Contrary to popular belief, there was a time when NASCAR racing was one of the most popular sports in the United States. Sunday was the automobile Sabbath and fathers would take their children to the track to watch the famous drivers of the day. That didn’t last for too long.
As problems arose from its safety and culture, the sport has become increasingly distant from mainstream American sporting culture. NASCAR fell off the viewing pedestal for a good chunk of Americans, as we turned on the Super Bowl and World Series instead of the Daytona 500.
But all is not lost for the sport where cars drive around in a circle for a few hours. Here are some elements of the sport which need to be fixed before NASCAR moves back up to the upper American sports echelon.
Saturday’s horrific accident speaks volumes about how dangerous auto racing is. On the last lap in the DRIVE4COPD, the opening race of the Nationwide Series (NASCAR’s Triple A affiliate) at Daytona International Speedway, there was a crash which involved at least 12 cars and injured 33 spectators, some as far away as the upper deck. In the 1987 Winston 500 at Talladega Motor Speedway in Alabama, Bobby Allison had an accident which at the time was seen as the worst accident in NASCAR history. Saturday’s accident takes the cake. Kyle Larson’s 32 car went airborne and broke the catch fence that separates the cars from the grandstand. The engine of his car ended up in the stands.
There are dangers to drivers in auto racing but this illustrates the danger of being a spectator at a race. If NASCAR wants to prevent these types of accidents, then it needs to install stronger catch fences around its tracks or move fans farther away from the action. An example of this method is seen in Japanese baseball stadiums, where there are fences along the stands to prevent hard hit balls and thrown bats from reaching the spectators. While these measures may detract from the experience of being close to a race (or game), it will keep fans safer and prevent incidents like Saturday’s from happening often.
Another issue in terms of the racing is the track selection. There are only two road courses (courses that contain more turns, both left and right) on NASCAR’s schedule. Many Americans do not like watching cars make left turns for three hours. Road courses cause much more drama and intrigue. NASCAR could add more road races to their schedule to breakup the left-hand turn monopoly.
NASCAR only appeals to a certain demographic. The vast majority of drivers across all NASCAR series are from America. If NASCAR would like to have a broader appeal, then it should have a more diverse driver pool. There are no minority drivers on NASCAR’s top two circuits (Sprint Cup and Nationwide Series). The NASCAR Camping World Truck Series (third tier) will have Darrell Wallace Jr. as the fourth black driver in NASCAR history. If Wallace Jr. succeeds, then he would be essential to engendering connections with minorities. If he does not succeed, then NASCAR needs to reevaluate its strategy in terms of branching out to these communities. According to NASCAR Fan Base Demographics from 2010, NASCAR’s largest fan base is in the South at 41%, which has a high white population. That’s not a strategy for success anymore.

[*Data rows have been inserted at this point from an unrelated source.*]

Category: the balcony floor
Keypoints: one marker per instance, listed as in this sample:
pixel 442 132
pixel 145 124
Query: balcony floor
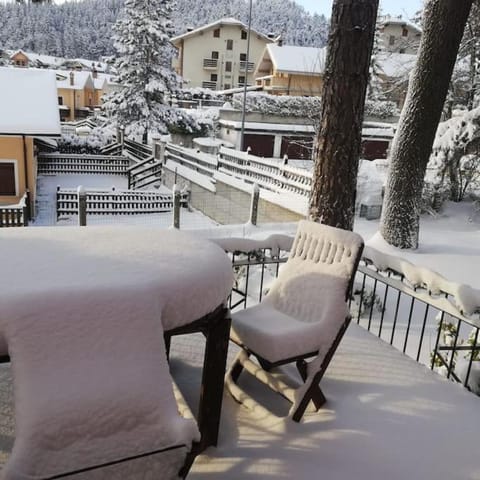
pixel 386 417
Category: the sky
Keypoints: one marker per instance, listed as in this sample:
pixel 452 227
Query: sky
pixel 406 8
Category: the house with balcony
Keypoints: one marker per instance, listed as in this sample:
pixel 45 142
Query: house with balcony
pixel 399 35
pixel 291 70
pixel 29 113
pixel 76 94
pixel 215 56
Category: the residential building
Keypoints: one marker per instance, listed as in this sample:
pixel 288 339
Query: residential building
pixel 291 70
pixel 399 35
pixel 274 136
pixel 29 111
pixel 215 56
pixel 76 94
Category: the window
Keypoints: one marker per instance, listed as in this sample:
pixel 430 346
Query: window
pixel 7 178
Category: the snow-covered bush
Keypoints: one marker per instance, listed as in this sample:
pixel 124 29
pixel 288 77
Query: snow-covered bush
pixel 99 137
pixel 381 108
pixel 455 155
pixel 200 122
pixel 285 105
pixel 198 93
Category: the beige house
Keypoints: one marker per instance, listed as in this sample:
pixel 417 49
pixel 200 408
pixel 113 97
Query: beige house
pixel 29 110
pixel 215 56
pixel 399 36
pixel 291 70
pixel 76 94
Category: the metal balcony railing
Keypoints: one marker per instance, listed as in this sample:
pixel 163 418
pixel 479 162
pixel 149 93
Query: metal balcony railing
pixel 210 85
pixel 210 63
pixel 425 325
pixel 250 67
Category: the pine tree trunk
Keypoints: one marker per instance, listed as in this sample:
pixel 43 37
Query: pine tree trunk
pixel 338 142
pixel 443 25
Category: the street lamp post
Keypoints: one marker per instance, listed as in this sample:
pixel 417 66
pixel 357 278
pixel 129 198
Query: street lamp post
pixel 242 130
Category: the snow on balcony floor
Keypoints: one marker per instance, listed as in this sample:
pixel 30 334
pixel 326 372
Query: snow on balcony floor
pixel 386 417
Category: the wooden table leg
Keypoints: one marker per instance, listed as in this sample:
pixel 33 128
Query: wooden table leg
pixel 213 375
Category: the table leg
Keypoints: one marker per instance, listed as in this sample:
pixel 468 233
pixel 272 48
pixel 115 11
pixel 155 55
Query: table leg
pixel 213 376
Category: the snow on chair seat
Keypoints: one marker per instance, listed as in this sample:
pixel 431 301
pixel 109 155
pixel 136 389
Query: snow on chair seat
pixel 304 315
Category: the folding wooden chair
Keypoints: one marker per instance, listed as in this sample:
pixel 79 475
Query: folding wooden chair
pixel 304 315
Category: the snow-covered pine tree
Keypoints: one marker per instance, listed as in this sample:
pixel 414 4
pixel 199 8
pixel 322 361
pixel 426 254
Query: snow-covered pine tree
pixel 144 66
pixel 443 25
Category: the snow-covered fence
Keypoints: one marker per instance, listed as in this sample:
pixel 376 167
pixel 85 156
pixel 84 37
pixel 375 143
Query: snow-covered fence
pixel 115 202
pixel 137 150
pixel 144 173
pixel 15 215
pixel 431 319
pixel 269 174
pixel 202 163
pixel 54 163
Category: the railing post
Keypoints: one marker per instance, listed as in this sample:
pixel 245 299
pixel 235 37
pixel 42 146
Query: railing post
pixel 254 204
pixel 82 206
pixel 121 135
pixel 176 207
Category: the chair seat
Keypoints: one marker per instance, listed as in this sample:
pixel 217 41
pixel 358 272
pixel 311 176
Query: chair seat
pixel 275 335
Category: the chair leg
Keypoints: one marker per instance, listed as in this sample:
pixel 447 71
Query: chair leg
pixel 237 369
pixel 314 393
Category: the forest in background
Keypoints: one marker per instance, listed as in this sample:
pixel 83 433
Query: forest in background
pixel 83 29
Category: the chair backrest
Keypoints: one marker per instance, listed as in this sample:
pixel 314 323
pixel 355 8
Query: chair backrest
pixel 320 269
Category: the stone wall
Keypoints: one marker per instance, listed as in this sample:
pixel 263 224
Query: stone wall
pixel 229 205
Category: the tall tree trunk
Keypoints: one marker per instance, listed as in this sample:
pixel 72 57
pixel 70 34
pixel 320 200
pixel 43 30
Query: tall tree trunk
pixel 338 142
pixel 443 25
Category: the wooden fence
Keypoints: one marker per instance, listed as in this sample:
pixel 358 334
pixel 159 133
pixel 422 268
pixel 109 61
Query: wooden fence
pixel 115 202
pixel 15 215
pixel 54 163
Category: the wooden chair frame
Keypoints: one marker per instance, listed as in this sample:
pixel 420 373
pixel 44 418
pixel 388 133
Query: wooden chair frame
pixel 313 393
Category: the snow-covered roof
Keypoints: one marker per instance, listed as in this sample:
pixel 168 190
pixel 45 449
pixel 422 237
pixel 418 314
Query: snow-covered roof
pixel 389 20
pixel 396 64
pixel 294 59
pixel 28 100
pixel 81 80
pixel 59 61
pixel 218 23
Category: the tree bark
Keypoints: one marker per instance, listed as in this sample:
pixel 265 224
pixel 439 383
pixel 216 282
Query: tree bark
pixel 338 143
pixel 443 25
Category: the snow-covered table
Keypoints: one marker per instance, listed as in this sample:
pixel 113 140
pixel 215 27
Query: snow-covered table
pixel 82 314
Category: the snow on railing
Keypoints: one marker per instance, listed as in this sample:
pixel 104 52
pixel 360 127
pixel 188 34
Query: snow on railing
pixel 15 215
pixel 431 319
pixel 115 202
pixel 54 163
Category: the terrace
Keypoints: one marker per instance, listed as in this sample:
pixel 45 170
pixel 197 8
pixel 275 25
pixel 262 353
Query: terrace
pixel 386 416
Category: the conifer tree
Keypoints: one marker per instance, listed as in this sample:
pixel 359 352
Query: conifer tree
pixel 144 66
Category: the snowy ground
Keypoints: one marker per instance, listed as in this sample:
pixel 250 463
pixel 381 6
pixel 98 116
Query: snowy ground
pixel 386 417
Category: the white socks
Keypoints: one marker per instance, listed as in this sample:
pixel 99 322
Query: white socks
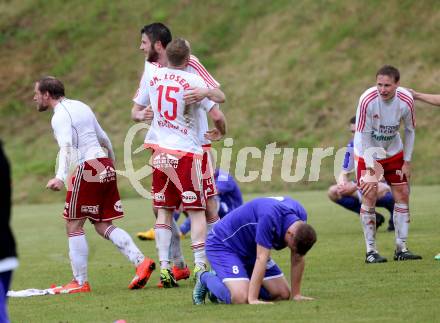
pixel 368 221
pixel 78 254
pixel 125 244
pixel 401 225
pixel 163 237
pixel 175 248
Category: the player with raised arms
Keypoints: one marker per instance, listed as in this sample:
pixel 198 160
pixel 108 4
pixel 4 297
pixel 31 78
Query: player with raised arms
pixel 154 39
pixel 178 152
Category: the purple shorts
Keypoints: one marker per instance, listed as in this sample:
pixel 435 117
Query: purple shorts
pixel 229 266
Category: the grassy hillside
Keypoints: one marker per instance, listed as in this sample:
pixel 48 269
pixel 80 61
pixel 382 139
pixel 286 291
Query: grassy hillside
pixel 292 72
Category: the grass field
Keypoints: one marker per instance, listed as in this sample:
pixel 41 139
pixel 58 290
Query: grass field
pixel 292 72
pixel 346 290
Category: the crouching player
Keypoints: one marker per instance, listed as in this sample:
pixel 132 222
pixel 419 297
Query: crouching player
pixel 239 247
pixel 93 193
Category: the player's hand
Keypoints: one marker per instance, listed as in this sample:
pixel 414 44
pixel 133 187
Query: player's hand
pixel 195 94
pixel 406 171
pixel 55 184
pixel 258 302
pixel 213 134
pixel 300 298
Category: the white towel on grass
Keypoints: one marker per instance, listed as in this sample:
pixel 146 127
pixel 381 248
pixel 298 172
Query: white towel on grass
pixel 30 292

In an effort to reach a broader appeal, NASCAR should focus on reaching the corners of the country or maybe going beyond. NASCAR could hold races outside of the United States in places like Montreal (Circuit Gilles Villeneuve) or Mexico City (Autodromo Hermanos Rodriguez) in order to promote the sport to a different audience.
Also, auto racing faces a serious battle with being energy efficient. Cars need gas to run. Eco-friendly people do not feel an alliance to a sport which they claim is killing their earth. NASCAR is distancing itself from a wave of fans who care about the environment. What NASCAR could do, which would be revolutionary, is try to develop a car which runs on hybrid power or entirely on battery. It would make for some interesting changes in pit strategy, car shape and possibly the type of racing but it would generate more avenues to reach fans.
The sponsorship deals it currently has in place with Chevrolet, Dodge, Ford and Toyota could lead to innovative science in alternative forms of auto racing. NASCAR could also add a fourth major branch to its series in which cars need to be entirely independent of gas. This would cause positive publicity for the sport in its effort to go green.
Everything has its flaws. NASCAR is seen as the dominant racing league in the United States. However, it is falling far behind other sports, in terms of national recognition and popularity. And, while it is not too far behind, the sport does not want to keep drifting backwards before it is out of the race. It just needs to catch up with the times first.